Your main issue however is the threat to make deductions from your deposit.
You can certainly counter this by a claim for compensation, but if you do this you cannot use the scheme’s adjudication service, as dealing with claims by tenants is outside their jurisdiction.
So if you wanted to do this, you would need to bring proceedings to challenge the deductions in the County Court.
This might be more bother than you want. Although it does not debar you from bringing the claim, there may be problems in obtaining evidence to prove the condition of the property now you have moved out – although your own evidence may well be accepted by the Court without (say) a surveyors report – if you are just claiming for the inconvenience aspect.
Particularly if you have any photos showing the bowls being used to catch the drips.
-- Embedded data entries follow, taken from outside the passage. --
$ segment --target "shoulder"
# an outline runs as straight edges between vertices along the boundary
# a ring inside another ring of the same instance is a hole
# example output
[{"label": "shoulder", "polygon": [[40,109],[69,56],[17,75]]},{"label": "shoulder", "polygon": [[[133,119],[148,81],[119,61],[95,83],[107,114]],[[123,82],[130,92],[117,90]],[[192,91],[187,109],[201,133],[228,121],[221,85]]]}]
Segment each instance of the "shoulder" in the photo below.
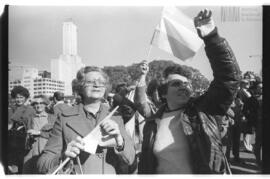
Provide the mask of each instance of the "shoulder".
[{"label": "shoulder", "polygon": [[63,109],[62,116],[77,116],[83,112],[83,104],[78,104],[75,106],[68,106],[68,108]]}]

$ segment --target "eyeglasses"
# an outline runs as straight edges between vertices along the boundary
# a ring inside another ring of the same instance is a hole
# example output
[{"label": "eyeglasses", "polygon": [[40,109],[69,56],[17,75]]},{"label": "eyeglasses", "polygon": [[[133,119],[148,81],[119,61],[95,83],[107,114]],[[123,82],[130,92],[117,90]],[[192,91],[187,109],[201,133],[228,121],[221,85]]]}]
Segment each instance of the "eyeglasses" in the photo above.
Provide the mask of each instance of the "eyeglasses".
[{"label": "eyeglasses", "polygon": [[188,81],[173,80],[168,83],[172,87],[187,87],[190,85]]},{"label": "eyeglasses", "polygon": [[38,104],[44,104],[44,105],[46,105],[46,103],[44,103],[44,102],[40,102],[40,103],[34,102],[34,103],[33,103],[33,105],[38,105]]},{"label": "eyeglasses", "polygon": [[98,79],[98,80],[89,80],[84,83],[85,87],[92,87],[92,86],[99,86],[104,87],[106,85],[106,82],[104,80]]}]

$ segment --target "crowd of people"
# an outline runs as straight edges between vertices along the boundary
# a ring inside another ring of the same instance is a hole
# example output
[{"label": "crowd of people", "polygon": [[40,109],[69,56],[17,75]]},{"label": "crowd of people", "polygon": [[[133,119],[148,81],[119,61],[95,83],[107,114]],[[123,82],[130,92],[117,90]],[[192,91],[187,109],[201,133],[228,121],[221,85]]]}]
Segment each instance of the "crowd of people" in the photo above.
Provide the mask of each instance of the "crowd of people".
[{"label": "crowd of people", "polygon": [[[194,24],[214,76],[200,95],[195,95],[190,73],[180,65],[167,67],[162,81],[152,79],[147,85],[147,61],[138,66],[134,85],[119,84],[114,93],[108,92],[109,77],[100,68],[80,69],[72,82],[78,100],[72,104],[64,102],[61,92],[51,101],[38,95],[29,102],[28,90],[14,87],[6,173],[230,173],[231,147],[240,161],[241,133],[246,150],[255,153],[260,165],[262,81],[250,74],[241,77],[211,11],[201,11]],[[112,109],[117,112],[107,119]],[[90,154],[84,137],[97,128],[101,139]]]}]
I suspect your landlords will not want to be taken to Court, so they may be willing to be sensible about things if a County Court claim is threatened.
But certainly you should challenge the deductions if you don’t agree with them.
If you think they are exaggerated or wrong you can use the schemes adjudication service, but as I said this will only deal with the proposed deductions and the adjudicator does not have power to consider any claims you may have relating to the property.